The fifth-round pick was a four-year starter at left tackle at Division II Kutztown University. While he played at a lower level of competition, he was unquestionably the best offensive lineman in the division – and has the awards to prove it.
He was voted first-team All-American twice and won the Gene Upshaw award his senior season given to the best offensive lineman in Division II. Additionally, he was voted team captain and team MVP twice.
He may have played left tackle in college, but the general consensus was he needed to move inside to guard to play in the NFL. And that’s exactly what the Bears did.
He didn’t see the field in his first year, but that was expected for someone making the jump from Division II.
However, he displayed the traits and skills necessary to be an above average guard in college. With almost 35-inch arms he has the desired length of an NFL lineman. A better run blocker than pass blocker in college, a year with NFL coaching and, more importantly, in an NFL strength and conditioning program should allow him to make a big jump in his second season.
Morgan has the skills and the physical attributes, and now he has the best offensive line coach in the country. If anyone can turn Morgan into a future star it’s Harry Hiestand.
While everyone, including myself, is calling for an upgrade at the guard position, it’s possible the upgrade doesn’t come from a high draft pick or a big free agent signing, but through the development of a player already on the roster.
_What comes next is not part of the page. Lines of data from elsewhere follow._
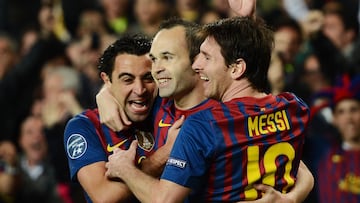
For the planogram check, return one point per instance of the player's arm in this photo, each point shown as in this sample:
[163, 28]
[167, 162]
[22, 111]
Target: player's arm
[87, 162]
[154, 164]
[99, 188]
[303, 186]
[146, 188]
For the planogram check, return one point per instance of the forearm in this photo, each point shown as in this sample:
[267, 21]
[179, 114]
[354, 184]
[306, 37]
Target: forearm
[303, 185]
[142, 185]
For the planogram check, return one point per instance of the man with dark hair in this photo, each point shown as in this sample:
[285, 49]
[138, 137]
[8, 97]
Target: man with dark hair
[222, 151]
[126, 70]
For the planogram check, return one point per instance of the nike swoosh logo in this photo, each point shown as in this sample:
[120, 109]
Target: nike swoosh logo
[161, 124]
[111, 148]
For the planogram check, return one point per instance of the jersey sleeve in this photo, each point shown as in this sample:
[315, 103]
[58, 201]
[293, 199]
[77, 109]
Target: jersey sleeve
[82, 144]
[191, 153]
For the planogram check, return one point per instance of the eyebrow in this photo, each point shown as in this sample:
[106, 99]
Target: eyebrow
[125, 74]
[162, 54]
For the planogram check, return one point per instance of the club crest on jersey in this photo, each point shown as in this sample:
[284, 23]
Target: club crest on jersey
[76, 146]
[145, 140]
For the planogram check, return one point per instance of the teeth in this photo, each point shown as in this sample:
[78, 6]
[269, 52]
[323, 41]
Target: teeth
[139, 103]
[204, 78]
[164, 80]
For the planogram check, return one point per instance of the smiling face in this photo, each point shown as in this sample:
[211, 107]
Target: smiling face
[210, 65]
[132, 85]
[171, 66]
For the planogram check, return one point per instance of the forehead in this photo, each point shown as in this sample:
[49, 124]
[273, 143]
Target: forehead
[210, 46]
[347, 103]
[132, 64]
[169, 40]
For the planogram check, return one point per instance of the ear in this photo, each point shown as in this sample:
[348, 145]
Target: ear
[238, 69]
[105, 78]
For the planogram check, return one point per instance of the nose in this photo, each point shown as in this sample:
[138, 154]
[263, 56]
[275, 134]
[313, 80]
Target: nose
[196, 66]
[139, 87]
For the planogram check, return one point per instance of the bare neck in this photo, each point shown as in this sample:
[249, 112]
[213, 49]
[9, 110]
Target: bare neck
[241, 88]
[188, 100]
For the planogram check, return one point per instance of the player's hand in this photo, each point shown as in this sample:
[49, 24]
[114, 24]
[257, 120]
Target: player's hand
[270, 195]
[174, 131]
[111, 112]
[243, 7]
[121, 161]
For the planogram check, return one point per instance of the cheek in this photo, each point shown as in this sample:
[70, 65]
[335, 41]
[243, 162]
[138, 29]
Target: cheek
[121, 94]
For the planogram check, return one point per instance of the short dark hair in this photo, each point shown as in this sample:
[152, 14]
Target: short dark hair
[248, 39]
[192, 36]
[128, 44]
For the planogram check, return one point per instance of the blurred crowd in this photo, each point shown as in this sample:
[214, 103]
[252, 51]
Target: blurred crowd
[49, 52]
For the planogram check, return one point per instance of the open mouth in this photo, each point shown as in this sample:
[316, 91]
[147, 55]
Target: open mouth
[204, 78]
[163, 81]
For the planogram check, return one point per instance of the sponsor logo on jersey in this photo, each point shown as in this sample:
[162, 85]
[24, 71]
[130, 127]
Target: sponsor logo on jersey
[176, 162]
[145, 140]
[351, 184]
[76, 146]
[161, 124]
[110, 148]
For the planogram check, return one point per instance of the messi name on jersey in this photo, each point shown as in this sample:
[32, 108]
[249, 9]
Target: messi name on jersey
[265, 123]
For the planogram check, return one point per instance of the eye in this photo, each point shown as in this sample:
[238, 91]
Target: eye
[153, 59]
[148, 78]
[168, 57]
[127, 79]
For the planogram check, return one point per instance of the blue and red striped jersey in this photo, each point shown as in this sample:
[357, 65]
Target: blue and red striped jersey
[339, 176]
[222, 151]
[87, 141]
[167, 114]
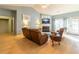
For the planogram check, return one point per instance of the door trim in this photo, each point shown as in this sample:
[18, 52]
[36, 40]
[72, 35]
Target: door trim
[9, 22]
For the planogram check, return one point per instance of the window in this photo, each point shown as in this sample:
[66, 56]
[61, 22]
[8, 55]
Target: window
[73, 25]
[59, 23]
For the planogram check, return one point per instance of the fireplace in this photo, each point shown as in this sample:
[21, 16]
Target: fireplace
[45, 29]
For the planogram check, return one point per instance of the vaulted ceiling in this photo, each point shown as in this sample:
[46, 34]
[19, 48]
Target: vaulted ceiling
[51, 9]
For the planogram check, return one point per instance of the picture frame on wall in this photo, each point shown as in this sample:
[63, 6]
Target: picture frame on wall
[45, 21]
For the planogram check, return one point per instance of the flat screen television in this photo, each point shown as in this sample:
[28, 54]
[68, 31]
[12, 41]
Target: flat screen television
[45, 20]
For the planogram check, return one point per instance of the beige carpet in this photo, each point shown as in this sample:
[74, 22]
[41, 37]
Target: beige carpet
[10, 44]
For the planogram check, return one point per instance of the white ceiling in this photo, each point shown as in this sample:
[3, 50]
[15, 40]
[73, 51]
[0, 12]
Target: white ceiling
[52, 9]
These players most likely won’t be the reason the Bears win a Super Bowl, but rather a small part of what gets them into the playoffs.
Each has a sought-after skill set and a clear-cut opportunity to force themselves into bigger roles with this team. It’s also possible all three are cut before the season.
Maybe it’s my inner-optimist, but I can picture Mizzell catching passes from Mitch Trubisky in the Super Bowl à la White and Tom Brady with Morgan delivering a key block to set up the play. Or Coward making a key goal-line stand as the clock strikes zero in the big game.
Who knows? Maybe we are even talking about contract extensions for one of these players in the next few years.
Regardless of what happens, it’s clear all three show the potential to contribute on a Super Bowl caliber team. Whether the Bears can become a Super Bowl team is a conversation for another day.